Безпокойный поручикъ.
(1746--1768 гг.).
Поручикъ Ростовскаго пѣхотнаго полка, Аѳанасій Кучинъ, главное лицо настоящаго дѣла въ Тайной канцеляріи,-- типъ чрезвычайно любопытный, продуктъ своего времени. Набожный и суевѣрный, замкнутый, повидимому, въ себѣ и безпокойный, вѣчно заводящій ссоры и сутяжничества, онъ, благодаря этимъ несчастнымъ качествамъ своей натуры, разъ попавъ въ Тайную канцелярію, окончательно испортилъ себѣ жизнь.
Дѣло это интересно обиліемъ мелкихъ частностей, которыя могутъ пригодиться занимающимся бытовою исторіею прежняго времени.
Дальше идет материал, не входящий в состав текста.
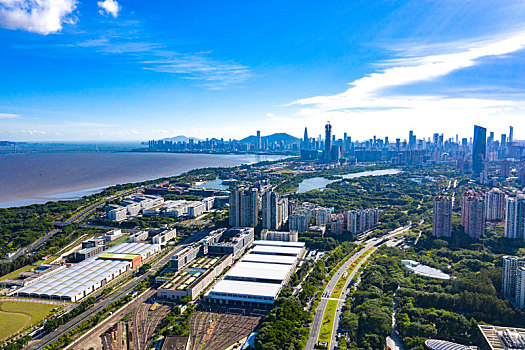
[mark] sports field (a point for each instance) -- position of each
(16, 315)
(327, 325)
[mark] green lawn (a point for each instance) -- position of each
(15, 273)
(327, 325)
(37, 311)
(11, 323)
(338, 289)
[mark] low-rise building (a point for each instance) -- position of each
(288, 236)
(502, 338)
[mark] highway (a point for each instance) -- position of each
(78, 217)
(318, 318)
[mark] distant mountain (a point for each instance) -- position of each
(181, 138)
(278, 137)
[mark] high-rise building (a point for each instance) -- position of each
(495, 202)
(505, 168)
(361, 220)
(299, 219)
(513, 280)
(442, 217)
(473, 213)
(479, 149)
(519, 300)
(322, 216)
(274, 210)
(244, 207)
(515, 217)
(327, 142)
(306, 140)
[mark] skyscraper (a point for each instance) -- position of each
(327, 142)
(515, 217)
(274, 210)
(512, 273)
(244, 207)
(495, 201)
(479, 149)
(259, 145)
(306, 140)
(473, 213)
(442, 217)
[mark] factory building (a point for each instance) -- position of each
(78, 281)
(258, 277)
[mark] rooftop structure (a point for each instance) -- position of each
(79, 280)
(258, 277)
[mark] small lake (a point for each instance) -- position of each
(214, 185)
(319, 183)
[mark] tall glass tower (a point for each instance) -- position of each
(479, 149)
(327, 142)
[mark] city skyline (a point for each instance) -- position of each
(129, 71)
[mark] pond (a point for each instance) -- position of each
(319, 183)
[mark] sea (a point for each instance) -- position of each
(39, 177)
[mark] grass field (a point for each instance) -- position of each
(338, 289)
(15, 273)
(325, 333)
(11, 323)
(16, 314)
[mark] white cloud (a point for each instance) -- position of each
(9, 116)
(36, 16)
(370, 99)
(199, 66)
(111, 7)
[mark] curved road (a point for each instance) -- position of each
(316, 325)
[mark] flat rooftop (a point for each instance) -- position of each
(279, 243)
(118, 256)
(276, 250)
(254, 289)
(276, 272)
(272, 259)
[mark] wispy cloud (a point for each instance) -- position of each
(36, 16)
(110, 7)
(366, 92)
(9, 116)
(199, 66)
Дѣло началъ собственно не Кучинъ, а другой поручикъ Архангелогородскаго полка, Иванъ Вельяминовъ-Зерновъ, и при обстоятельствахъ, характеризующихъ слабость тогдашней военной дисциплины.
Оба эти поручика сидѣли съ марта мѣсяца 1746 года подъ арестомъ при полковой канцеляріи Рязанскаго пѣхотнаго полка по приговорамъ кригсрехта: Вельяминовъ-Зерновъ -- по представленію Архангелогородскаго полка секундъ-маіора Якова Ламздорфа, за безпрестанное его, Зернова, пьянство, а Кучинъ -- за много различныхъ дѣлъ: поношеніе чести лейбъ-кампанскаго сержанта Михаила Осипова, за насильное отнятіе отъ мастера заказаннаго серебрянаго креста и чеканныхъ евангелистовъ на Евангеліе, за самовольную отлучку отъ команды и другія преступленія.
Сидя вмѣстѣ, поручики почему-то между собою не поладили и враждовали. Вражда ихъ выразилась въ слѣдующемъ.
4-го апрѣля 1746 года, Вельяминовъ-Зерновъ вмѣстѣ съ сержантами Рязанскаго полка Васильемъ Пахомовымъ и Иваномъ Вѣяннымъ за карауломъ одного солдата былъ кѣмъ-то отпущенъ изъ-подъ ареста послѣ вечеренъ въ гости къ сержанту же того полка Ѳедору Фустову.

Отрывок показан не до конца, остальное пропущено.